Тут Сергей не выдержал: выскочил из-за стола и помчался в детскую, где рухнул на диван. Согнувшись пополам, он теперь дал волю своему смеху. Через секунду на пороге детской появился Алёша.
– Серый, ты чего, с ума сошёл? Что с тобой?
– Я вспомнил, Лёш, Митькину историю про его деревенскую кузину, в которую он влюбился летом, залез к ней ночью через окошко, и они там целовались на печке до первых петухов. Вот умора! А потом он ей письма писал, а она ему отвечала.
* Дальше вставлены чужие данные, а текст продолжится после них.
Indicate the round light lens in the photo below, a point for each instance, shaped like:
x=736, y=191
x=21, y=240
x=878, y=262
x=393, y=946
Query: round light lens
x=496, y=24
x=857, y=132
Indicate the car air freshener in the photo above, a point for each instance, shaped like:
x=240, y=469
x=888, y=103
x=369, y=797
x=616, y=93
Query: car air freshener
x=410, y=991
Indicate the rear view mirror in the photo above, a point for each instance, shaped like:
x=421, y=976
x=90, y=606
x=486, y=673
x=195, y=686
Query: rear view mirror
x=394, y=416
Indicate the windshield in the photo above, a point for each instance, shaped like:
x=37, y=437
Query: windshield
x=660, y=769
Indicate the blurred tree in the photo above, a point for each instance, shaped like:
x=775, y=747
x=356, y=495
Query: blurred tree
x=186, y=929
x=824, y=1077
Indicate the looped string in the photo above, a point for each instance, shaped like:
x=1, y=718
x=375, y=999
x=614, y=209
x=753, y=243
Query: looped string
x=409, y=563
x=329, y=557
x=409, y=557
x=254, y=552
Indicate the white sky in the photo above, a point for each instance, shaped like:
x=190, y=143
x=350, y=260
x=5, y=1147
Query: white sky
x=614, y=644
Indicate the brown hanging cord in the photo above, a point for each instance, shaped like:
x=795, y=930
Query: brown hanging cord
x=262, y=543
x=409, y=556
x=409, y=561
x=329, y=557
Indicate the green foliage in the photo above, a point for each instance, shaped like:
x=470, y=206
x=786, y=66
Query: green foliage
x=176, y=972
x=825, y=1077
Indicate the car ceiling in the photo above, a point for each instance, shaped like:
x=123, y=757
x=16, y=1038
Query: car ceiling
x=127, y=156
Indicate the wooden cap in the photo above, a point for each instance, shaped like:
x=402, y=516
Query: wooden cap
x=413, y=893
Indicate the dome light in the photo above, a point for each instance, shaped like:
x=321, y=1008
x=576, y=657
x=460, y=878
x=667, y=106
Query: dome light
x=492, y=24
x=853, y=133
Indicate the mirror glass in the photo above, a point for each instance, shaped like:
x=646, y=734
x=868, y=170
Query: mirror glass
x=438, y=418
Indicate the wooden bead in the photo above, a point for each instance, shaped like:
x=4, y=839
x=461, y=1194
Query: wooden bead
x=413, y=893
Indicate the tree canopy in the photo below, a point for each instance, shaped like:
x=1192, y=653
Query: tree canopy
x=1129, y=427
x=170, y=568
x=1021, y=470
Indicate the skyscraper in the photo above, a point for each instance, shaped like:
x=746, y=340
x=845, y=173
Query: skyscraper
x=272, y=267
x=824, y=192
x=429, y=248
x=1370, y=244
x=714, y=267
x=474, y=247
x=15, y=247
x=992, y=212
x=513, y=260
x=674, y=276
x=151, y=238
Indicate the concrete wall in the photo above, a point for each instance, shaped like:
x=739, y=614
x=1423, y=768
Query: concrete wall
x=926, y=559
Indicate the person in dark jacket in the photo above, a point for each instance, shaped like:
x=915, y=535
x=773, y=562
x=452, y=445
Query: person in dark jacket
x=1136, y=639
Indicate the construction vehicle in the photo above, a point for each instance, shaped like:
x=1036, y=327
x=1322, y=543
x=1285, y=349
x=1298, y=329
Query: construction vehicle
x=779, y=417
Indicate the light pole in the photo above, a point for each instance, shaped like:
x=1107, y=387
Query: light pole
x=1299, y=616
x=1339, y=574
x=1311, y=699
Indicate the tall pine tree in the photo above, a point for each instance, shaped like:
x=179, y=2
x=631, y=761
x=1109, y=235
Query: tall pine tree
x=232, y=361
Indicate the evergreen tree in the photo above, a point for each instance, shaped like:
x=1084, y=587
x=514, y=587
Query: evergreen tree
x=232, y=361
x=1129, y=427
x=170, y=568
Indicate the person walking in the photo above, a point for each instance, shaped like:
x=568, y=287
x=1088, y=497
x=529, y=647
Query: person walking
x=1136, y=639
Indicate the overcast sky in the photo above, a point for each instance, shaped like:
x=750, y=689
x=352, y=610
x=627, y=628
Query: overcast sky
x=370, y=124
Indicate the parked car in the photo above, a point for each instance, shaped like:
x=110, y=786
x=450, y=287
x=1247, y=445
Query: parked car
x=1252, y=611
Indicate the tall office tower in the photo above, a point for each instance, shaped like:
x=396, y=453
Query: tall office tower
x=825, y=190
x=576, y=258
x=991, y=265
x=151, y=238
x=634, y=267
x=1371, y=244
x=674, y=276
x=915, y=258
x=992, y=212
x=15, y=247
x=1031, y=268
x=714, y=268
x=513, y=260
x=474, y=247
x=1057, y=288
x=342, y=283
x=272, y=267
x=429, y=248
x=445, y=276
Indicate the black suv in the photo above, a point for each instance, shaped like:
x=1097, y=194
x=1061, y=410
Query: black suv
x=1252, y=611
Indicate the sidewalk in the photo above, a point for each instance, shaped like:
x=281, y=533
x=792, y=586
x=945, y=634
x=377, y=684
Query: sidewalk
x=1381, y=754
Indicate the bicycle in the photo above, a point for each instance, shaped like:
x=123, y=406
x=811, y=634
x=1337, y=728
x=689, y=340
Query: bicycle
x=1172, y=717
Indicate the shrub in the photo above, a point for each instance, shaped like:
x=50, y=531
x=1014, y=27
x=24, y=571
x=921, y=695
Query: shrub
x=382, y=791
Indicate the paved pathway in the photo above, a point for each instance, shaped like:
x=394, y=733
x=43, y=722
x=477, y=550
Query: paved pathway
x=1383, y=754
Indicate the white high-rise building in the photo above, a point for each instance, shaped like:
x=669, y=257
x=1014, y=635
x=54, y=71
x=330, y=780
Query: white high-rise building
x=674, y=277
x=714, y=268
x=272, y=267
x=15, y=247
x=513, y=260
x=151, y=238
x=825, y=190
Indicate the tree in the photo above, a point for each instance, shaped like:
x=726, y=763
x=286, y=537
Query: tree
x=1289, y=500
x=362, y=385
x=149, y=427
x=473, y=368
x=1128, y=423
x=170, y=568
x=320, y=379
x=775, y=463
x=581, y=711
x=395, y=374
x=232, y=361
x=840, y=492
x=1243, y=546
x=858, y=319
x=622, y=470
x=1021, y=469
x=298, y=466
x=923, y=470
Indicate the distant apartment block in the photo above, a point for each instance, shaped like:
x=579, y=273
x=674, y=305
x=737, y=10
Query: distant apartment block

– И что же, он вам эти письма показывал?
– Да! И мы давились от смеха под одеялами!
– Ну, Митька, ну, балбес! Я с ним поговорю, когда занятия начнутся. Пойдём-ка к столу.
– Нет, ты не понимаешь: никакой кузины не было. Это он всё сочинил, и письма сам себе писал левой рукой, чтобы мы поверили, что это другой человек пишет, а не он. Ты только представь, как он пишет сам себе: «Здравствуйте, милый Дмитрий! Всё никак не могу забыть нашу печку. Вы были такой дусей!..»
Теперь и Алексей не выдержал, схватившись за живот обеими руками…
Саша и мама оставались за столом.
– Мама, почему они ржут как лошади? – спросила Саша. – Они прочли какую-то смешную книгу?
– Вероятно, – ответила мама. – Сейчас отсмеются и продолжим обед… А знаешь, Саш, я должна сделать тебе одно признание. Ты же помнишь, что я обучалась в Екатерининском институте…
– Помню, помню, мамочка, что ты у нас была благородной девицей.
– К счастью, это в прошлом. Я без радости оглядываюсь на те шесть лет. А как даму нашу классную вспоминаю – кулаки сжимаются до сих пор. Сколько мы от неё натерпелись! Мы её звали Удавкой… Нельзя так с детьми было!.. Но родители меня забирать не хотели раньше срока: мама была уверена, что без институтского образования барышня будет несчастна, а домашнее, по её мнению, было дорого… Если бы ты знала, Шура, как многим девочкам у нас в Институте было трудно прижиться! Но я о другом сейчас.